Mismanagement of privileged passwords costs enterprises millions

Cyber-Ark announced the release of new research into Privileged Passwords – the non-personal, shared and administrative passwords that exist in virtually every device or software application in an enterprise – which shows companies are unknowingly losing millions of dollars annually due to costly outages, labor-intensive work, legal liability and audit deficiencies related to mismanaged privileged passwords. To simply maintain and update privileged passwords, the report estimates the typical enterprise spends more than $500,000 each year.

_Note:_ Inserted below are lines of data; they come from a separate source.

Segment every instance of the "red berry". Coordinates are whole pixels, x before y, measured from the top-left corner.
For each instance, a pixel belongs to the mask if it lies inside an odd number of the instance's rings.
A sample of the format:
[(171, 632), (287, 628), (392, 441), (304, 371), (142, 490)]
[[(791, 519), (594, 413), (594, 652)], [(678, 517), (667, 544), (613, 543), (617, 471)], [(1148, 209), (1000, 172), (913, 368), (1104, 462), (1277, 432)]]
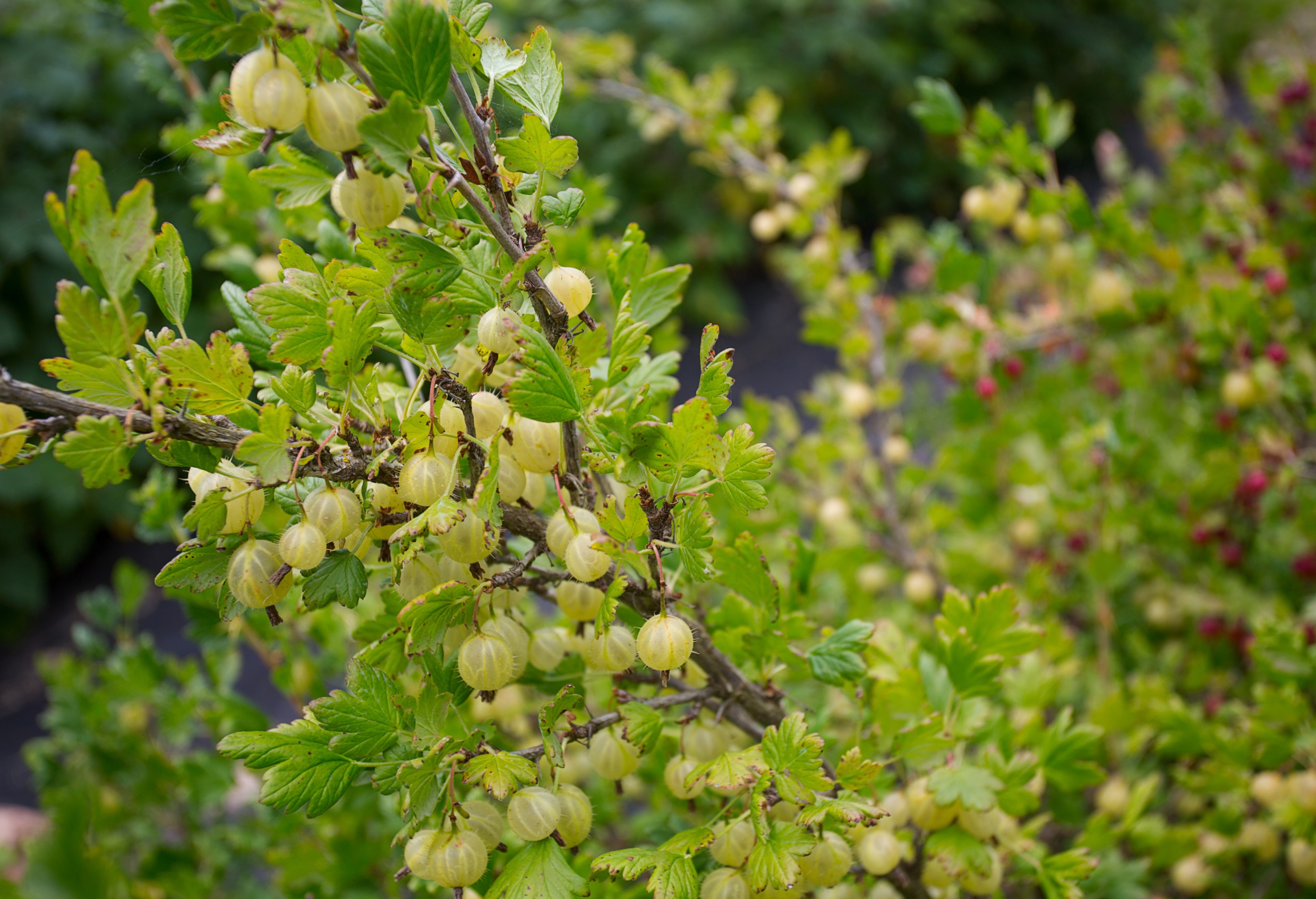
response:
[(1271, 294), (1283, 294), (1288, 288), (1288, 275), (1283, 269), (1267, 269), (1265, 282)]
[(1292, 104), (1302, 103), (1312, 91), (1312, 84), (1305, 78), (1299, 78), (1288, 84), (1279, 88), (1278, 97), (1280, 103)]
[(1220, 544), (1220, 561), (1230, 567), (1236, 569), (1242, 565), (1244, 549), (1242, 544), (1237, 540), (1227, 540)]

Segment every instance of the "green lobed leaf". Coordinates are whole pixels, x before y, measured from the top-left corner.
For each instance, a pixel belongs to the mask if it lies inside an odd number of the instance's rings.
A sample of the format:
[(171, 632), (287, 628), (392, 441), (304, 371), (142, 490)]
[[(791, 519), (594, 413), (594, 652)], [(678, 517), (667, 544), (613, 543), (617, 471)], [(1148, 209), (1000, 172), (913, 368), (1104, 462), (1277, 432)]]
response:
[(126, 440), (124, 423), (114, 416), (80, 415), (78, 426), (55, 444), (55, 458), (80, 471), (84, 487), (105, 487), (128, 480), (133, 445)]
[(551, 137), (540, 117), (532, 113), (521, 118), (520, 134), (499, 138), (497, 151), (509, 171), (541, 176), (549, 171), (562, 178), (579, 158), (574, 137)]
[(383, 28), (357, 32), (361, 61), (383, 96), (401, 91), (417, 105), (434, 105), (447, 91), (447, 16), (424, 0), (390, 0)]
[(170, 322), (182, 329), (192, 304), (192, 263), (183, 250), (183, 238), (167, 221), (161, 225), (151, 255), (138, 275), (155, 297)]
[(307, 574), (301, 602), (307, 608), (324, 608), (330, 603), (357, 608), (367, 587), (368, 577), (362, 561), (350, 549), (336, 549)]
[(822, 683), (841, 687), (858, 681), (867, 671), (861, 653), (873, 634), (869, 621), (846, 621), (808, 654), (809, 671)]
[(566, 899), (586, 895), (586, 879), (571, 870), (566, 850), (553, 840), (519, 852), (484, 894), (488, 899)]
[(157, 358), (170, 387), (193, 412), (229, 415), (246, 408), (254, 382), (251, 365), (246, 349), (232, 344), (222, 330), (211, 334), (205, 349), (182, 338), (162, 346)]
[(517, 340), (521, 344), (521, 369), (503, 388), (507, 404), (536, 421), (579, 419), (584, 411), (580, 394), (549, 341), (532, 328), (522, 328)]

These trends and statistics are summarized in a white paper by IDC and sponsored by Cyber-Ark entitled “Privileged Password Management: Combating the Insider Threat and Meeting Compliance Regulations for the Enterprise”. Alarming facts from the research include the following findings:

” Privileged passwords if unchecked can be an unmitigated security threat for an organization.
” Astronomical costs are associated with the manual updating of privileged passwords. The yearly cost of manually changing privileged passwords average $500,000+ for the typical Fortune 2000 company.
” There is a general lack of strict policies for creating and varying privileged passwords which would aid in the prevention of costly security breaches.
” Further complicating the issue is that many if not most privileged passwords are generic in nature and lack the personalization necessary for tracking and auditing purposes.
” Most organizations have more privileged user passwords than personal passwords.
” Most organizations today use the same password for many systems and devices. This creates a common security hole that can be exploited by external hackers.